[Domestic Manners of the Americans by Fanny Trollope]@TWC D-Link bookDomestic Manners of the Americans CHAPTER 16 3/4
I was advised to plunge immediately into a course of fashionable novels.
It was a great relief to me; but as my head was by no means very clear, I sometimes jumbled strangely together the civilized rogues and assassins of Mr.Bulwer, and the wild men, women, and children slayers of Mr.Cooper; and, truly, between them, I passed my dreams in very bad company. Still I could not stand, nor even sit upright.
What was I to read next? A happy thought struck me.
I determined upon beginning with Waverley, and reading through (not for the first time certainly) the whole series.
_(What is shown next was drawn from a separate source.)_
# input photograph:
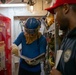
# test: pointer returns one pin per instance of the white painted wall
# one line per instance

And what a world did I enter upon! The wholesome vigour of every page seemed to communicate itself to my nerves; I ceased to be languid and fretful, and though still a cripple, I certainly enjoyed myself most completely, as long as my treat lasted; but this was a shorter time than any one would believe, who has not found how such volumes melt, before the constant reading of a long idle day. When it was over, however, I had the pleasure of finding that I could walk half a dozen yards at a time, and take short airings in an open carriage; and better still, could sleep quietly. It was no very agreeable conviction which greeted my recovery, that our Cincinnati speculation for my son would in no way answer our expectation; and very soon after, he was again seized with the bilious fever of the country, which terminated in that most distressing of all maladies, an ague.